Materialized view evaluation

Materialized view evaluation involves determining which of the existing materialized views can be used to compute all or parts of the query.

Once a materialized view has been matched with parts of a query, a decision is made whether to use the view in the final query execution plan; this decision is cost-based. The role of the enumeration phase is to generate plans containing views recommended by the View Matching algorithm and choose, based on the estimated cost of the plans, the best access plan which may or may not contain some of the materialized views.

If the materialized view is defined as a grouped-select-project-join query (also known as a grouped query, or a query containing a GROUP BY clause), then the View Matching algorithm can match it with grouped query blocks. If a materialized view is defined as a select-project-join query (that is, it is not a grouped query), then the View Matching algorithm can match it to any type of query block.

Listed below are the conditions necessary for the View Matching algorithm to decide if a view, V, matches part of a query block, QB, belonging to a query, Q. In general, V must contain a subset of the query QB's tables. The only exception is the extension tables of V. An extension table of V is a table that joins with exactly one row with the rest of the tables of V. For example, a primary key table is an extension table if its only predicate is an equijoin between a not-null foreign key column and its primary key column. For an example of a materialized view that contains an extension table, see Example 2: Matching grouped-select-project-join views.

  • The option values used to create the materialized view V match the option values for the connection executing the query. For a list of the options that must match, see Restrictions on materialized views.

  • The last refresh of the V materialized view, does not exceed the staleness threshold specified by the materialized_view_optimization database option, or by the MATERIALIZED VIEW OPTIMIZATION clause, if specified, in the SELECT statement. See Setting the optimizer staleness threshold for materialized views.

  • All the tables used in V, with possible exceptions of some extension tables of V, are present in the QB. This set of common tables in the QB is hereinafter referred to as CT.

  • No table in CT is updatable in the query Q.

  • All tables in CT belong to the same side of an outer join in QB (that is, they are all in the preserved side of the outer join or all in the null-supplying side of an outer join of QB).

  • It can be decided that the predicates in V subsume the subset of the predicates in QB that reference CT only. In other words, the predicates in V are less restrictive than those in QB. A predicate in QB that exactly matches one in V is called a matched predicate.

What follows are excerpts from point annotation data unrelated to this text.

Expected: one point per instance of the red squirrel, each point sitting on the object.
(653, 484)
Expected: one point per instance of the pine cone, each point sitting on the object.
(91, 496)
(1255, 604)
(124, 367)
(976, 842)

  • Any expression of QB referencing tables in CT that is not used in a matched predicate must appear in the select list of V.

  • If both V and QB are grouped, then QB doesn't contain extra tables besides the ones in CT. Additionally, the set of expressions in the GROUP BY clause of V must be equal to or a superset of the set of expressions in the GROUP BY clause of QB.

  • If both V and QB are grouped on an identical set of expressions, all aggregate functions in QB must be also computed in V, or it is possible to compute them from V's aggregate functions. For example, if QB contains AVG(x) then V must contain AVG(x), or it must contain both SUM(x) and COUNT(x).

  • If QB's GROUP BY clause is a subset of V's GROUP BY clause, then the simple aggregate functions of QB must be found among V's aggregate functions, while its composite aggregate functions have to be computed from simple aggregate functions of V. The simple aggregate functions are:

    • BIT_AND
    • BIT_OR
    • BIT_XOR
    • COUNT
    • LIST
    • MAX
    • MIN
    • SET_BITS
    • SUM
    • XMLAGG

    The composite aggregate functions that can be computed from the simple aggregate functions are:

    • SUM(x)
    • COUNT(x)
    • SUM(CAST(x AS DOUBLE))
    • SUM(CAST(x AS DOUBLE) * CAST(x AS DOUBLE))
    • VAR_SAMP(x)
    • VAR_POP(x)
    • VARIANCE(x)
    • STDDEV_SAMP(x)
    • STDDEV_POP(x)
    • STDDEV(x)

    The following statistical aggregate functions:

    • COVAR_SAMP(y,x)
    • COVAR_POP(y,x)
    • CORR(y,x)
    • REGR_AVGX(y,x)
    • REGR_AVGY(y,x)
    • REGR_SLOPE(y,x)
    • REGR_INTERCEPT(y,x)
    • REGR_R2(y,x)
    • REGR_COUNT(y,x)
    • REGR_SXX(y,x)
    • REGR_SYY(y,x)
    • REGR_SXY(y,x)

    can be computed from the following simple aggregate functions:

    • SUM(y1)
    • SUM(x1)
    • COUNT(x1)
    • COUNT(y1)
    • SUM(x1*y1)
    • SUM(y1*x1)
    • SUM(x1*x1)
    • SUM(y1*y1)

    where x1 = CAST(IFNULL(x, x,y) AS DOUBLE)) and y1 = CAST(IFNULL(y,y,x) AS DOUBLE).